Magacs emphasises the relevance of a text he acknowledges is difficult. As an experienced and internationally respected director who has worked with Peter Brook and Grotowski in the past, he is more than able to rise to the challenge. ‘In theatre,’ he says, “we talk about human stories, human relations, human desire strong emotions. If this doesn’t come from deep enough, it’s ridiculous, so we have to find truth.’

This quest for the human beneath an apparently daunting, oblique and metaphorical text seems to be the key to the success of Budapest’s English language theatre company, Merlin International Theatre, who wowed Edinburgh in 1998 with Bluebeard’s Castle. This year, Merlin has entrusted the central role in its production to British actress Beth Fitzgerald, already a Stage Best Actress Award winner for her performance in House Of Correction. So how do you master both text and orgasm in performance?

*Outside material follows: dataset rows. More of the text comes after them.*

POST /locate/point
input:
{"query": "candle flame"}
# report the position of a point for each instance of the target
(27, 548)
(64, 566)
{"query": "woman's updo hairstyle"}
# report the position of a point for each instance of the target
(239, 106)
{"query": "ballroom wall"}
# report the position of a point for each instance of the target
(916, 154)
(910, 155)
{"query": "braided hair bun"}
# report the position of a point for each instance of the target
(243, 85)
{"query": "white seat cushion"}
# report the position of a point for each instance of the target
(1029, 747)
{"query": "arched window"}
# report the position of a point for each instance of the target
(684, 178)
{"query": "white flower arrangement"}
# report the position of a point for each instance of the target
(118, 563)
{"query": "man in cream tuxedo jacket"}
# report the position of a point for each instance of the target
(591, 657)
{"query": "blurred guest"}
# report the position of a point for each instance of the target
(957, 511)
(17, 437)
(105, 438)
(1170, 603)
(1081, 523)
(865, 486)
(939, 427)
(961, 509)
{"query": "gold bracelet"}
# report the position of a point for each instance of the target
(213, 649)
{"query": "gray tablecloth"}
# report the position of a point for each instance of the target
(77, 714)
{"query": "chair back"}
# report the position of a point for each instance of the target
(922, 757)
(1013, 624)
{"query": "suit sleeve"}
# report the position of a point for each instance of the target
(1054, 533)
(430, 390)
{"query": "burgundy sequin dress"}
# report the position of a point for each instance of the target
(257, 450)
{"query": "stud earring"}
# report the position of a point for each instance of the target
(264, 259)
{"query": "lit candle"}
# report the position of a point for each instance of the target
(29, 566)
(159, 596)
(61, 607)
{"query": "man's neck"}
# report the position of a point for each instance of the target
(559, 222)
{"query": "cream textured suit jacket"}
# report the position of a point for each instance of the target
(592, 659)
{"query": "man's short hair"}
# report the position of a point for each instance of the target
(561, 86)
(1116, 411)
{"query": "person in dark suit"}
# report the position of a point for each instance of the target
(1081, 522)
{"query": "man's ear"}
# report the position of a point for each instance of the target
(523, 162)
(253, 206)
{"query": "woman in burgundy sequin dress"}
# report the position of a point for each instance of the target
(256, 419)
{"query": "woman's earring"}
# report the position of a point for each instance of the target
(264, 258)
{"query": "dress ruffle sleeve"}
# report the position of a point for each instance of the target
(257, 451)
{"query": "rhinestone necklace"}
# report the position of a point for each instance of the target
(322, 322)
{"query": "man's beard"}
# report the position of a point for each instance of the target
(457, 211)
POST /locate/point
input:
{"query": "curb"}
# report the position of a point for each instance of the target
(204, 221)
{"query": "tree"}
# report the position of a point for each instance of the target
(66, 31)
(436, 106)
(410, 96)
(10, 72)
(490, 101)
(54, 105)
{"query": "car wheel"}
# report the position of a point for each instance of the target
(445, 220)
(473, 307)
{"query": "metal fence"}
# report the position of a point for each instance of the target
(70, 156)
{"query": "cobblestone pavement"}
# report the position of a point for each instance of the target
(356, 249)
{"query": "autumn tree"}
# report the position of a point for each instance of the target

‘This is a very heightened language,’ Fitzgerald says, ‘but you feel the rhythm of it and realise that, once you’ve got the language, it’s all there. It feels very over the top and it has to be quite stylised, so you learn over a few weeks that you can say a line without feeling silly. You find the style and it is a style.’

And how does she make an audience believe that her character wants to give her body to a body? ‘Her passion is such that she must have her husband again. We don’t see him, of course, but she describes him, and she’s shocked, because he’s a mess. But she just wants him and she is in such a state by this time that she’s ready to die.’

A complex issue, then. But when so much of the Fringe is about late-night laugh-ins, Laodamia with its melodramatic, mythic narrative might just prove the most intellectually rewarding show in town.

Laodamia (Fringe) Merlin International Theatre, Famous Grouse I-louse (Venue 34) 220 5606, 6-30 Aug (not 16, 23) 8pm, £8 (£6).